Initial approach is typically with barium enema or sometimes rectal suction biopsy. Barium enema may show a transition in diameter between the dilated, normally innervated colon proximal to the narrowed distal segment (which lacks normal innervation). Barium enema should be done without prior preparation, which can dilate the abnormal segment, rendering the test nondiagnostic. Because characteristic findings may not be present in the neonatal period, a 24-h postevacuation x-ray should be taken; if the colon is still filled with barium, Hirschsprung's disease is likely. A rectal suction biopsy can disclose the absence of ganglion cells. Acetylcholinesterase staining can be done to highlight the enlarged nerve trunks. Some centers also can do rectal manometrics, which can reveal the dysmotility characteristic of the abnormal innervation. Definitive diagnosis requires a full-thickness biopsy of the rectum.
Treatment in the neonate typically involved a colostomy proximal to the aganglionic segment to decompress the colon and allow the neonate to grow before the 2nd stage of the procedure. Later resection of the entire aganglionic portion of the colon and a pull-through procedure was done. However, a number of centers now do a 1-stage procedure in the neonatal period. Results using laparoscopic technique are similar to those of the open method and are associated with shorter hospitalizations, earlier initiation of feeding, and less pain.
After definitive repair, the prognosis is good, although a number of infants have chronic dysmotility with constipation, obstructive problems, or both.

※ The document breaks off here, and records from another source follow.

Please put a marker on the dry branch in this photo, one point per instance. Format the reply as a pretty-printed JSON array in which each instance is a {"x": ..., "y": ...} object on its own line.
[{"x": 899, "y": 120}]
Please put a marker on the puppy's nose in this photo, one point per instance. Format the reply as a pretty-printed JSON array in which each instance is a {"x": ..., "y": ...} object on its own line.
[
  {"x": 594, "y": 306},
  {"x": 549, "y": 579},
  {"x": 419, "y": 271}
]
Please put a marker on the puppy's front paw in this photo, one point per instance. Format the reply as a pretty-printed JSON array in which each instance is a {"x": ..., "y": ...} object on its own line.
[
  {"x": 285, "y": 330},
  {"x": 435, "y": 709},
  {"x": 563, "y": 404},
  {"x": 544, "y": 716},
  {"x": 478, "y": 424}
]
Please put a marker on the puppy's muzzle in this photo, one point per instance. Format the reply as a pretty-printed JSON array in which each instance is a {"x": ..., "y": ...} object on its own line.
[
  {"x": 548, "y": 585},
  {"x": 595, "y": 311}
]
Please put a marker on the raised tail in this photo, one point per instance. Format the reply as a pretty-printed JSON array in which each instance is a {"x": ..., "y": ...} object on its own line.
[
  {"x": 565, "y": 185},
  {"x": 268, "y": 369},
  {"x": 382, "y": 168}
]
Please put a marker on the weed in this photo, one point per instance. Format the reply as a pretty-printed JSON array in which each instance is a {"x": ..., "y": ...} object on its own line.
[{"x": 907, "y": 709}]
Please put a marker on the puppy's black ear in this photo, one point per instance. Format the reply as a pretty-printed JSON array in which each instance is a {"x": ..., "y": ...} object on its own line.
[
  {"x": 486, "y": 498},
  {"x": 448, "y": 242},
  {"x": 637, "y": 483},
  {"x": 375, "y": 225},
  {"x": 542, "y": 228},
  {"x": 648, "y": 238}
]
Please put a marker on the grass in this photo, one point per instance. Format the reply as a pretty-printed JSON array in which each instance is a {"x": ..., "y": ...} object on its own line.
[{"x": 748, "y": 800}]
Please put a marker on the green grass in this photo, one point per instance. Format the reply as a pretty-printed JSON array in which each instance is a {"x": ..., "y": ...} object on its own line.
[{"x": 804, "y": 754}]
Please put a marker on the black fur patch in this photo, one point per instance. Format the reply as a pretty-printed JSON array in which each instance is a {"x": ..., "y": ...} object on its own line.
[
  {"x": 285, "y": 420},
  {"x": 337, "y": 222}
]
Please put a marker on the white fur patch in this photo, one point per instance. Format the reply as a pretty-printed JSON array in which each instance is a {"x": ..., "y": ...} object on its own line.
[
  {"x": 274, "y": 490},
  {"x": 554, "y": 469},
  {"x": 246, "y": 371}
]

Hirschsprung's enterocolitis is a life-threatening complication of Hirschsprung's disease resulting in a grossly enlarged colon, often followed by sepsis and shock.
The etiology of Hirschsprung's enterocolitis seems to be marked proximal dilatation secondary to obstruction, with thinning of the colonic wall, bacterial overgrowth, and translocation of gut bacteria. Shock can develop, and death can follow rapidly; mortality rate is 10%. Close monitoring of infants with Hirschsprung's disease is therefore essential.
Hirschsprung's enterocolitis occurs most commonly in the first several months of life before surgical correction but can occur postoperatively, typically in the first year after surgery. Infants present with fever, abdominal distention, diarrhea (which may be bloody), and, subsequently, obstipation.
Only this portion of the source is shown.